Another example of FAIR management in practice can be seen with handling of genetics data and multi-omics data, which include Whole Genome/Exome Sequencing (WGS, WES), RNA sequencing (RNAseq) and proteomics data sets. This also requires ontology standardisation on sample metadata (e.g. tissue, cell-type, treatment, patient ancestry, disease name and stage, assay technology type and experimental platform) so that genetics/omics data can be integrated with other types of data. But on top of this, other types of harmonisation are needed, such as standardising the data file format and schema. For GWAS summary statistics data, we need to harmonise variant representation, allele direction and genome build. We also need to standardise gene annotation in order to bring different omics data sets together. Harmonisation is a very big task and requires the expertise of both bioinformaticians and engineers. At BenevolentAI, we have established a squad called GGE (Genetics, Genomics, Experimental data), who are responsible for creating pipelines to harmonise all this data and making it part of our data foundations. The GGE squad also makes sure that the data quality is good, and performs testing to ensure that there is no duplication of records or missing data, and that controlled vocabulary is used.

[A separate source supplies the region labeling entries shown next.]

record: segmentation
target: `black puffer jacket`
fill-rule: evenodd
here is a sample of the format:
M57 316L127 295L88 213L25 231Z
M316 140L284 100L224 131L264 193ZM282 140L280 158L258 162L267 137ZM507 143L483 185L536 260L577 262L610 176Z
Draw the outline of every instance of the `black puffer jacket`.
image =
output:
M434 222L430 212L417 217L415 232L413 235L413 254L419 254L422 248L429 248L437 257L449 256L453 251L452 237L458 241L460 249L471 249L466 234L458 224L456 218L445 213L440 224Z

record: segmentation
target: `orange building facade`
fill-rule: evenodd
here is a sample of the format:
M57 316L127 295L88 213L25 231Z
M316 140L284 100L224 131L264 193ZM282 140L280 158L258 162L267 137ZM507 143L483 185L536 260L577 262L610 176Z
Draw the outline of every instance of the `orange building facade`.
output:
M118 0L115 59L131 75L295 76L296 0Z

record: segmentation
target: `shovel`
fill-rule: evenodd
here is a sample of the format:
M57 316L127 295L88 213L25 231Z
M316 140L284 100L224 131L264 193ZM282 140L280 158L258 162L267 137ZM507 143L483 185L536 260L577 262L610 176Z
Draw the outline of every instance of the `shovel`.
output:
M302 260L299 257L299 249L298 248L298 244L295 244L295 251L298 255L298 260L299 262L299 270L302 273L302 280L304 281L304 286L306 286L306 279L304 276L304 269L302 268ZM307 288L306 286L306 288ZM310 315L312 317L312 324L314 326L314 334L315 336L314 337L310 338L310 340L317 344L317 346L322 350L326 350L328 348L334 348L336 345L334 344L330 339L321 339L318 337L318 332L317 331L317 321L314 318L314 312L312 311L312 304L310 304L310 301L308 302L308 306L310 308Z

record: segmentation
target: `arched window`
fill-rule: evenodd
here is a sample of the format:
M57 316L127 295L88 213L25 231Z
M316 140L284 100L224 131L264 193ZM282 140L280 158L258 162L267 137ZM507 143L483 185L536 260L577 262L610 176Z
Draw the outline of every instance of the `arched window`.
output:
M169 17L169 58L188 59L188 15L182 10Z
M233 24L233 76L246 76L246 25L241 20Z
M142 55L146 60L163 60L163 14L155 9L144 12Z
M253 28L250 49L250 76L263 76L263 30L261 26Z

The challenges and how they might be overcome

One major challenge is the lack of standard rules across the biomedical research industry. For example, given the complexity of the FAIRification process, curating and adding metadata to a data set may require third party involvement. This adds significant time and additional complexity to the process and delays data use. In addition, this could possibly lead to a duplication of efforts if multiple companies or groups are having the same data sets curated for their own use, resulting in wasted time and money in the drug discovery process.

As long as much of the available data is not collected according to the FAIR principles, we also must identify and prioritise the data set to be FAIRified given finite resources. This is challenging as it requires us to predict how important a data set is likely to be: will the impact of that data on our models be big enough to justify the work required to make it FAIR and enable integration in our systems, or can we find a better alternative data set elsewhere that requires less processing or is more FAIR?

There are also more technical challenges. For example, we must develop better tools to handle the more irregular ‘edge cases’. In harmonising GWAS and omics data, although the majority of entries can be made FAIR by a single standardised script, there are always a few so-called edge cases that are missing certain data fields or that require more calculations to make them FAIR. The challenge is to build a model for use in a data FAIRification pipeline that will be able to learn from the edge cases, so that the system can automatically process similar ones in the future.

It is a continual challenge to develop and improve processes to facilitate FAIRification of unFAIR data. Data management processes, policies and guidance within an organisation are needed as well to encourage data creation and collection to be FAIR from the outset. In this way, the process of increasing the amount of biomedical data that adheres to FAIR principles is both a technical and an organisational challenge.